Что-то в звучании его голоса не понравилось Христу. Он обежал глазами апостолов, но ничего особенного не заметил. Лица как лица. Медные, в резких тенях. И большие кривые тени движутся за ними по стенам, заползают лохматыми — с котёл — головами на стол.
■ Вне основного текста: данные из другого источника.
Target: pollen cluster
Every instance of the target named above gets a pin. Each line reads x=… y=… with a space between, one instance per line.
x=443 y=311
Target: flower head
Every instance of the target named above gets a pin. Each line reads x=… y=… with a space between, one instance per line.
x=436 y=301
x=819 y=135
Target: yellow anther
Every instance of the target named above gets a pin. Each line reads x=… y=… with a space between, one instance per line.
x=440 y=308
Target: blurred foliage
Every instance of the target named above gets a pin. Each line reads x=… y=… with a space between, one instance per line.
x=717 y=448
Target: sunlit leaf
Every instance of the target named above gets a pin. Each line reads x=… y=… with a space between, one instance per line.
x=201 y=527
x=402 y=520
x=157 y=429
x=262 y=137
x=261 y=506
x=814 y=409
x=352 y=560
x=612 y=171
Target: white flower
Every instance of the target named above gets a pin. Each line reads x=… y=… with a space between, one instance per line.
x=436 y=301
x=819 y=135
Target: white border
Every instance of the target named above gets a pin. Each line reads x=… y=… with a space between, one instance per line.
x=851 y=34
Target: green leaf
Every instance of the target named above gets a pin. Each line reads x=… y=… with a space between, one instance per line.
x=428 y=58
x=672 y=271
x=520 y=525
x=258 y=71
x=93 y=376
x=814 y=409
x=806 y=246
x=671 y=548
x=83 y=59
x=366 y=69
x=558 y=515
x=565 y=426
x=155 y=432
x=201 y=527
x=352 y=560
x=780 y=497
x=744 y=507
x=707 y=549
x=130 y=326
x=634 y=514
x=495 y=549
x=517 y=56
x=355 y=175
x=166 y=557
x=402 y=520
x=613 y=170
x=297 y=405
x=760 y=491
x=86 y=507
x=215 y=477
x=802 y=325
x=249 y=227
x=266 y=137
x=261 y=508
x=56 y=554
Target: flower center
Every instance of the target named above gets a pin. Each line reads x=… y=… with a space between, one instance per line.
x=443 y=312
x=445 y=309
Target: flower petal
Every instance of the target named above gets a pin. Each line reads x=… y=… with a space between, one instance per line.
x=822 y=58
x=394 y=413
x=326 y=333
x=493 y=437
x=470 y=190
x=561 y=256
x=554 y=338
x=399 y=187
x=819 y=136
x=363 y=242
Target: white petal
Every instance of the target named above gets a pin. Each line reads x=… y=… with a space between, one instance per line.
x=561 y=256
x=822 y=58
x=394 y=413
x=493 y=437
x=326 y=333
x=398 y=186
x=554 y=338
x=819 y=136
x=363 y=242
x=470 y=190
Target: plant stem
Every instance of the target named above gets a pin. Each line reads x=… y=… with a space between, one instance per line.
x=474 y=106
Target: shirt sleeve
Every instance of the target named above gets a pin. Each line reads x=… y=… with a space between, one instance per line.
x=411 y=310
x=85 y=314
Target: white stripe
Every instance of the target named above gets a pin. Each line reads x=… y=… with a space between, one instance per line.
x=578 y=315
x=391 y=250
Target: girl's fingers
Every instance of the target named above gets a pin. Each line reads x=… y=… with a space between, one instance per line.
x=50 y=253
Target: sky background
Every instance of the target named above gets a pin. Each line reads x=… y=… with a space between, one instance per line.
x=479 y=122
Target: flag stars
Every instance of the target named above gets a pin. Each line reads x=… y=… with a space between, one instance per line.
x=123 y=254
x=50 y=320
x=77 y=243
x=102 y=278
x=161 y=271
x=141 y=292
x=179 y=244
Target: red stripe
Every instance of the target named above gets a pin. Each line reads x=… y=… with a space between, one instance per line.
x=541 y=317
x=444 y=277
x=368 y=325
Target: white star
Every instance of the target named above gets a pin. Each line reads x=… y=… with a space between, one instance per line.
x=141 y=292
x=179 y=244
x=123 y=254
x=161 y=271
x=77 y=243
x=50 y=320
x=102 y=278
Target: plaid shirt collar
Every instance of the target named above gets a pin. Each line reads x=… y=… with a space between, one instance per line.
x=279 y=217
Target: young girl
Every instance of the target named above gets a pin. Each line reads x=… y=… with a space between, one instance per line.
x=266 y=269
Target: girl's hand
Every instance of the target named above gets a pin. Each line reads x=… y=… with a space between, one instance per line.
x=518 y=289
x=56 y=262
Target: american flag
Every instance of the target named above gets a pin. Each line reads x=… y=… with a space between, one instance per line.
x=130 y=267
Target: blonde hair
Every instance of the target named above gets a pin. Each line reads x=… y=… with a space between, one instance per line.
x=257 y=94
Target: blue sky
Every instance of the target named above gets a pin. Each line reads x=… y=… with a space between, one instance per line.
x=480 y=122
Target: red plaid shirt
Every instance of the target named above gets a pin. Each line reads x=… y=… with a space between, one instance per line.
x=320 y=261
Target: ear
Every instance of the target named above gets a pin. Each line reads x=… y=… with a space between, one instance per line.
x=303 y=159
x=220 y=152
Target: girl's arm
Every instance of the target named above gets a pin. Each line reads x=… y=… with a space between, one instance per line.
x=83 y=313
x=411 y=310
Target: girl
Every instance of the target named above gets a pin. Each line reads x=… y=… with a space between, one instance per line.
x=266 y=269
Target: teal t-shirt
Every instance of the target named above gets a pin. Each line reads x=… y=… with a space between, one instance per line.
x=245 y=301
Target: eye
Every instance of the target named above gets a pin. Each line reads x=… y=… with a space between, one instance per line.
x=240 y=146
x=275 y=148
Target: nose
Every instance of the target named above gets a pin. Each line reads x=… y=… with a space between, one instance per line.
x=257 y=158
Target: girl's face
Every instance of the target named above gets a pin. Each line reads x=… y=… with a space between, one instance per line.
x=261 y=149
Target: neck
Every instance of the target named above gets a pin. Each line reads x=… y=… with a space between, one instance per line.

— Н-ну? — спросил Христос. — Нет, Пётр, водку оставь. Этак и город пропьём. Пива глоток плесни.
Тень на столе пила из огромного глиняного кувшина.
— Так что? Сидите? Морды мочите? А руки в бою замочить красным — это вам страшно? А в глине их испачкать на укреплениях — это вам гадко и тяжко?
Молчание.
— Что делать будем? Морды вам чистить? За стены вас выгонять в руки врагам?
Лицо его было суровым.
— Я понимаю, хлопцы, — чуть сдержаннее сказал Христос. — Вам лезть на рожон до конца не хочется. Вас, если схватят, может, и пожалеют по делам вашим. Скажем, не на кол посадят, а в каменный мешок до скончания лет. Всё-таки жизнь. Вы не то, что я. Вас они не могут до конца ненавидеть, а меня ненавидят, ибо я свидетельствую о том, что дела у них злые. Что все заповеди человеческие они подменили одной, десятой: «Чти предателей, и хорошо тебе будет».
Глядел на потупленные головы.
— И всё же последний раз спрашиваю. Будете вы воинами за правду или так и останетесь пропойцами и злодеями? Будете со мной? С ними?